1) Could you please prove generalization

2) Is this true ? Generalization (inversion) Let $$f(x)$$ be a monotone increasing function on $$\left(0,+\infty\right)$$. Prove that: $$\int_{a}^{b+1}f(x)dx\geq \sum_{k=a}^{b}f(k)\geq \int_{a-1}^{b}f(x)dx\geq \sum_{k=a-1}^{b-1}f(k)\quad a,b\in\mathbb N$$ When does equality hold?

3) Can we have a stronger generalization ?

• There might be some typos in your question: in line 1 the upper index of the sum should be $b$ i guess. In the other two inequalities the bounds of the second integral cannot be correct. Please edit!
– weee
Oct 30 '18 at 7:01
• I edited my post !
– nam
Oct 30 '18 at 11:37

1) Once you have the fact $$\int_{a-1}^{b}f(x)dx\ge \sum_{k=a}^b f(k)\ge \int_a^{b+1}f(x)dx,\ \ \forall a,b\in \mathbb N,$$ there is not much to prove, for at the expression $$\int_{a}^{b+1}f(x)dx\leq \sum_{k=a}^{b}f(k)\leq \int_{a-1}^{b}f(x)dx\leq \sum_{k=a-1}^{b-1}f(k),\ \forall a,b\in\mathbb N,$$ the first two inequalities follow directly from the fact and the third one follows from the fact applied to $$a-1$$ and $$b-1$$ in the place of $$a$$ and $$b$$, respectively.

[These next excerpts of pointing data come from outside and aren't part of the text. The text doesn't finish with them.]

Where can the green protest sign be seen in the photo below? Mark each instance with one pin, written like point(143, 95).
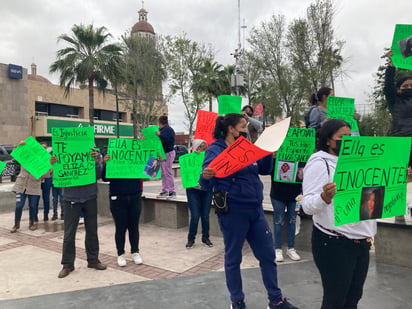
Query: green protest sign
point(229, 104)
point(371, 178)
point(191, 168)
point(292, 156)
point(72, 147)
point(129, 157)
point(343, 108)
point(33, 157)
point(150, 136)
point(2, 166)
point(402, 47)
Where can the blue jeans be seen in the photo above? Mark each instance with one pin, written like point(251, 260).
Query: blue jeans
point(57, 196)
point(199, 202)
point(278, 216)
point(33, 206)
point(45, 189)
point(250, 224)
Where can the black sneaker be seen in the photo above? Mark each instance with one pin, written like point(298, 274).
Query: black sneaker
point(283, 304)
point(207, 242)
point(163, 194)
point(190, 243)
point(172, 194)
point(238, 305)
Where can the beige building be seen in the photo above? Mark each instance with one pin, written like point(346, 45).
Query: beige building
point(31, 105)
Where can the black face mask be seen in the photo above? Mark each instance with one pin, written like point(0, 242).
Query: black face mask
point(244, 134)
point(406, 93)
point(336, 150)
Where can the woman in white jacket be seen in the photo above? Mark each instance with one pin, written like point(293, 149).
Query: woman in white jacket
point(341, 253)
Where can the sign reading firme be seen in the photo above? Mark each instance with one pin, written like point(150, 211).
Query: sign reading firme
point(15, 71)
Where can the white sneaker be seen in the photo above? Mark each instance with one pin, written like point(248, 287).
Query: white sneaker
point(137, 259)
point(121, 260)
point(292, 254)
point(279, 255)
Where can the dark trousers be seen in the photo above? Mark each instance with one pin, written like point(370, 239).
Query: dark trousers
point(199, 203)
point(45, 189)
point(71, 221)
point(126, 214)
point(241, 224)
point(343, 265)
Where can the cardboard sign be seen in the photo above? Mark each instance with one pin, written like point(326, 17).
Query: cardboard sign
point(343, 108)
point(402, 47)
point(205, 125)
point(129, 157)
point(73, 147)
point(33, 157)
point(292, 156)
point(371, 178)
point(229, 104)
point(191, 168)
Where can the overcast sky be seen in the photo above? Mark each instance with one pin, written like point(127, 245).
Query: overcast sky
point(29, 30)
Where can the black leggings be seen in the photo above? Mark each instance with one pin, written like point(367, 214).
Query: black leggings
point(343, 265)
point(126, 213)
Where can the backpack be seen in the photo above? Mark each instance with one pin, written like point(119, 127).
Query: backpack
point(307, 116)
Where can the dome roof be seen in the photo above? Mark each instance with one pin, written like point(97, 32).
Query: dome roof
point(34, 76)
point(142, 25)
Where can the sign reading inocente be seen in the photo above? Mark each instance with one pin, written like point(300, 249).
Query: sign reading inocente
point(371, 178)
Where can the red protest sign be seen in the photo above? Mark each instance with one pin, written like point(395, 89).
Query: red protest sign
point(238, 155)
point(205, 125)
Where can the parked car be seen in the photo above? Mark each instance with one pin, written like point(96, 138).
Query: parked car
point(180, 150)
point(12, 168)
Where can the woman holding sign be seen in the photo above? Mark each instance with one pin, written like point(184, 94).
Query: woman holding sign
point(242, 216)
point(341, 253)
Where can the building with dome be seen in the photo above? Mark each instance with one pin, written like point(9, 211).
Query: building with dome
point(31, 105)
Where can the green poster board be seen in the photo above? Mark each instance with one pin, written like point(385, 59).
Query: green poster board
point(371, 178)
point(229, 104)
point(72, 147)
point(129, 157)
point(343, 108)
point(292, 156)
point(150, 136)
point(402, 47)
point(191, 168)
point(33, 157)
point(2, 166)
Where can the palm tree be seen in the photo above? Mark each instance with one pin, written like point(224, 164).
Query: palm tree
point(87, 60)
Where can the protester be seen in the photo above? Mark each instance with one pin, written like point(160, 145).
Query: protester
point(167, 136)
point(27, 186)
point(254, 127)
point(245, 219)
point(341, 253)
point(399, 99)
point(199, 202)
point(77, 199)
point(125, 205)
point(283, 197)
point(46, 185)
point(57, 194)
point(316, 116)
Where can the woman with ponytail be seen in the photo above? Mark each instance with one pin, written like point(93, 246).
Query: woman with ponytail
point(244, 219)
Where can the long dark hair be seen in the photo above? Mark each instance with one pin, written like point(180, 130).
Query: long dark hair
point(316, 97)
point(223, 123)
point(328, 129)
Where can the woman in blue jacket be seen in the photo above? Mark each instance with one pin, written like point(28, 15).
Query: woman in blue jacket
point(245, 219)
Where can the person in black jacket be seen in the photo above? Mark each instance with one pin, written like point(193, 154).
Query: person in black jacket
point(125, 204)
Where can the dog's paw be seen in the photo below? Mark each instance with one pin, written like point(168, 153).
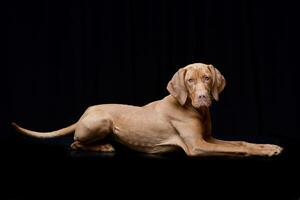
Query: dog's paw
point(271, 149)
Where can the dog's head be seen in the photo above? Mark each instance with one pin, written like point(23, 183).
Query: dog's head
point(197, 82)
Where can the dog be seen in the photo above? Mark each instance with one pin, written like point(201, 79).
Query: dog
point(181, 120)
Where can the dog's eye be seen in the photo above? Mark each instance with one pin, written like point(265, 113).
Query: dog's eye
point(190, 80)
point(206, 78)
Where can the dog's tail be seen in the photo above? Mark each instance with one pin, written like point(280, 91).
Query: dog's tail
point(61, 132)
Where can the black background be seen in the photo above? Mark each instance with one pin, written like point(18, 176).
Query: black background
point(65, 56)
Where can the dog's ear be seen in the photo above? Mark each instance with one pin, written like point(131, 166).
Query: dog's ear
point(218, 82)
point(176, 86)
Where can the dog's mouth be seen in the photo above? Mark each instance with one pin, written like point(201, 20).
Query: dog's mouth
point(202, 103)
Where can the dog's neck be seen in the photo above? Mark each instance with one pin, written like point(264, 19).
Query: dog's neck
point(202, 111)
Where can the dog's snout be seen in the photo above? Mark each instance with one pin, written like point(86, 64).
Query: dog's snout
point(202, 96)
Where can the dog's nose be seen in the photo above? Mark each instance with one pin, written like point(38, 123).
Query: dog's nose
point(202, 96)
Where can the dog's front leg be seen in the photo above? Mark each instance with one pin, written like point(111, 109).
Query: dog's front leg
point(256, 147)
point(204, 148)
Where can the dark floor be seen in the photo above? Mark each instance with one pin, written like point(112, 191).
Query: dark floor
point(46, 161)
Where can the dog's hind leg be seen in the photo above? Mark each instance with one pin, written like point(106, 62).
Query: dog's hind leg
point(92, 128)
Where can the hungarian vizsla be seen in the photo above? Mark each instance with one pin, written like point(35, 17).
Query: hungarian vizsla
point(180, 120)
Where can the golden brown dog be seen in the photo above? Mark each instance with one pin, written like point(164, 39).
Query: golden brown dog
point(180, 120)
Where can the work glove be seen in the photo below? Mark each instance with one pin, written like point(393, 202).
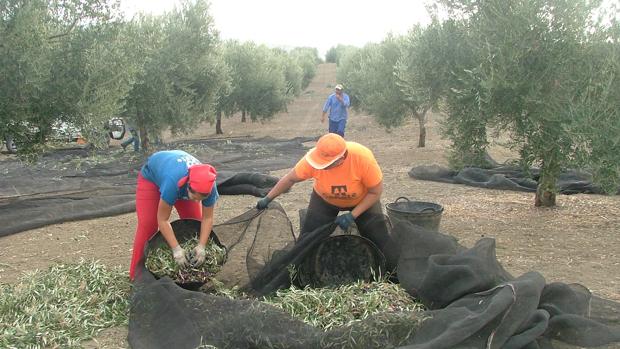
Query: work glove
point(263, 203)
point(345, 220)
point(200, 254)
point(179, 256)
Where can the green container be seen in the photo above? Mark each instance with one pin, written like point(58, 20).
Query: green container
point(424, 214)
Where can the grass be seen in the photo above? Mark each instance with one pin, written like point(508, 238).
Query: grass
point(329, 308)
point(63, 306)
point(69, 303)
point(160, 262)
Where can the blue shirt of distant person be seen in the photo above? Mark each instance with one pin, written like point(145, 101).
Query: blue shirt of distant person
point(337, 104)
point(166, 168)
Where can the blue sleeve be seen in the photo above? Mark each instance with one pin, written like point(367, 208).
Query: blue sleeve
point(327, 104)
point(212, 198)
point(169, 192)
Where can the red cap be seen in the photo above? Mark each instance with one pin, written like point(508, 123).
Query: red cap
point(201, 178)
point(329, 148)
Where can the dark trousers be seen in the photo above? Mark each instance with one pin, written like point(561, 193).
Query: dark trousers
point(371, 224)
point(337, 127)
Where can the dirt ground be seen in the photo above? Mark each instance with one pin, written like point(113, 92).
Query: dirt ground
point(577, 241)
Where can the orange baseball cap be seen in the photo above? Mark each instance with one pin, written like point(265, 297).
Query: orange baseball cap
point(201, 178)
point(329, 148)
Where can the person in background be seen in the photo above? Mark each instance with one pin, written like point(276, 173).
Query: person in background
point(134, 138)
point(173, 178)
point(337, 104)
point(346, 178)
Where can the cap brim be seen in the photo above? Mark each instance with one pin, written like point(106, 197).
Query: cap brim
point(321, 165)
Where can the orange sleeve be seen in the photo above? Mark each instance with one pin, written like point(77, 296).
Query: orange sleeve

2) The proof for increasing functions is analog to that for decreasing functions. Using the fact for increasing functions $$\int_{a-1}^{b}f(x)dx\le \sum_{k=a}^b f(k)\le \int_a^{b+1}f(x)dx,\ \ \forall a,b\in \mathbb N,$$ at the expression $$\int_{a}^{b+1}f(x)dx\geq \sum_{k=a}^{b}f(k)\geq \int_{a-1}^{b}f(x)dx\geq \sum_{k=a-1}^{b-1}f(k),\ \forall a,b\in\mathbb N,$$ the first two inequalities follow directly from the fact and the third one follows from the fact applied to $$a-1$$ and $$b-1$$ in the place of $$a$$ and $$b$$, respectively.

3) I don't know and I can't think of any suggestions.

About the question of when the equality holds for (1), I have an idea. Note that $$\displaystyle\int_{a-1}^{b}f(x)dx = \int_a^{b+1}f(x)dx$$ if, and only if, $$\int_{a-1}^{a}f(x)dx + \int_{a}^{b}f(x)dx = \int_a^{b}f(x)dx + \int_{b}^{b+1}f(x)dx\ \ \Leftrightarrow\ \ \int_{a-1}^{a}f(x)dx = \int_{b}^{b+1}f(x)dx.$$ So our problem is equivalent to analyze which conditions imply that $$\int_{a-1}^{a}f(x)dx = \int_{b}^{b+1}f(x)dx.$$ The simplest condition that guarantees the equality above is:

Condition 1. $$a-1=b$$;

Other two conditions for which the equality immediately holds are:

Condition 2. $$a-1 and $$f$$ is a constant at the interval $$(a-1,b+1)$$;

Condition 3. $$a-1>b$$ and $$f$$ is a constant at the interval $$(b,a)$$;

I guess these are the onliest cases for that the equality holds, the proof is not so difficult.

• To make it all correct you have to impose that $a\leq b$ otherwise the sums are possibly empty, whereas the integrals are possibly negative. Moreover for the second sum we need $a>1$ because $f(0)$ is not defined.
– weee
Oct 30 '18 at 20:36
• Can't we use the algebraic rule $\displaystyle\int_b^a f(x)dx=-\int_a^b f(x)dx$? Oct 30 '18 at 21:04

For the second inequality note that $$\int_{a-1}^b f(x) dx = \sum_{k=a-1}^{b-1} \int_k^{k+1} f(x) dx$$. Now by monotonicity we get that $$\int_k^{k+1} f(x) dx \geq f(k+1)$$ and hence the second inequality. For the third inequality we can use the same reasoning as above except that we use $$\int_k^{k+1} f(x) dx \leq f(k)$$.

As stated above the equality in the first inequality holds if we have a piecewise constant function which is constant on $$[k, k+1)$$ for $$k = a, \dots, b$$. Now assume that we have a function $$g$$ that satisfies the equality. Then $$g$$ is piecewise constant on $$[k, k+1)$$ for $$k = a, \dots, b$$. If it was not then there would exist a $$k \in \{a, \dots, b\}$$ and some $$\xi \in [k, k+1)$$ for which we have $$g(k) > g(\xi)$$ since $$g$$ is decreasing. This would however imply that $$\int_k^{k+1} g(x) dx < g(k)$$ and hence we do not have equality.